In contrast, there appears to be a negative linear relationship, which could possibly indicate that the more famous an author is, the less likely their books are to achieve high ranks on the bestseller list.

ggplot(data = top_auth_hist, aes(x = num_titles, y = mean_rank)) +
  geom_point() +
  scale_y_reverse() +
  scale_x_binned() +
  geom_smooth(method = "lm") +
  labs(x = "Number of successful titles",
       y = "Rank",
       title = "Average Rank When Appearing on the NY Times Bestsellers List")

m_author <- lm(mean_rating ~ total_ratings + mean_weeks, data = top_auth_hist)
summary(m_author)
## 
## Call:
## lm(formula = mean_rating ~ total_ratings + mean_weeks, data = top_auth_hist)
## 
## Residuals:
##      Min       1Q   Median       3Q      Max 
## -0.40600 -0.11275 -0.01809  0.12048  0.42370 
## 
## Coefficients:
##                Estimate Std. Error t value Pr(>|t|)    
## (Intercept)   4.036e+00  4.893e-02  82.480   <2e-16 ***
## total_ratings 4.381e-08  2.916e-08   1.503    0.146    
## mean_weeks    2.772e-04  2.831e-04   0.979    0.337    
## ---
## Signif. codes:  0 '***' 0.001 '**' 0.01 '*' 0.05 '.' 0.1 ' ' 1
## 
## Residual standard error: 0.2078 on 24 degrees of freedom
##   (6 observations deleted due to missingness)
## Multiple R-squared:  0.1218, Adjusted R-squared:  0.04864 
## F-statistic: 1.665 on 2 and 24 DF,  p-value: 0.2104

The multiple linear model above calculates if the y-value mean_rating on Goodreads can be predicted by the total_ratings (another measure of popularity for an author) in combination with mean_weeks, the average number of weeks that the author’s books will appear on the NY Times lists.

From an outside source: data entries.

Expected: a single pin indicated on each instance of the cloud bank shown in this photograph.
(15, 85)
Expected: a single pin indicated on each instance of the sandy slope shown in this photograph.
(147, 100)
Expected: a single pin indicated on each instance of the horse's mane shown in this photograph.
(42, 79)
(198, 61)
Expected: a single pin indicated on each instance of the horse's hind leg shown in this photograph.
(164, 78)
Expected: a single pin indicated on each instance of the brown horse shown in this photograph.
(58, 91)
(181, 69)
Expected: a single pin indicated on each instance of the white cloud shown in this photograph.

With the small multiple R-squared and elevated P-values for both predictors, the effect of author popularity on mean rating on Goodreads is not statistically significant.

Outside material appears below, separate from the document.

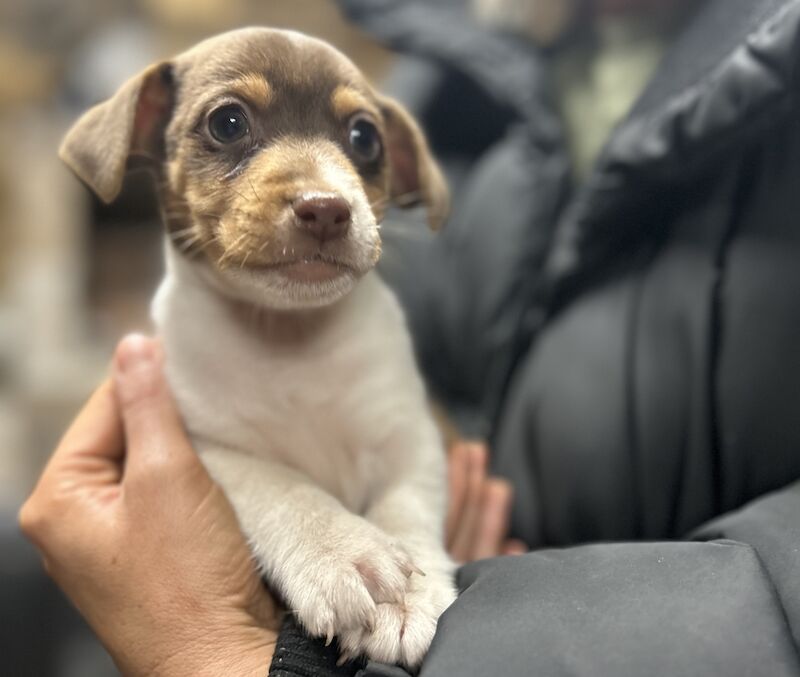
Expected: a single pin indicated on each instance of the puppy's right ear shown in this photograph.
(131, 123)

The residuals are checked below to confirm if the conditions for regression are reasonable. On the residual plot, the fitted values are generally clustered without a pattern around the 0 line, even though there are outliers on the right. On the normal probability plot, the residuals appear nearly normal as well.

ggplot(data = m_author, aes(x = .fitted, y = .resid)) +
  geom_point() +
  geom_hline(yintercept = 0, linetype = "dashed") +
  xlab("Fitted values") +
  ylab("Residuals")

ggplot(data = m_author, aes(sample = .resid)) +
  stat_qq()

Conclusion

In conclusion, the analysis of the combined datasets revealed that there is little to no significant relationship between author popularity and higher ratings. Despite validating the linear model, the lack of a strong correlation suggests that other factors, such as content quality, genre preferences, or marketing efforts, may play a more prominent role in influencing ratings. This insight highlights the complexity of rating dynamics and underscores the need for further investigation into additional variables that may better explain these patterns.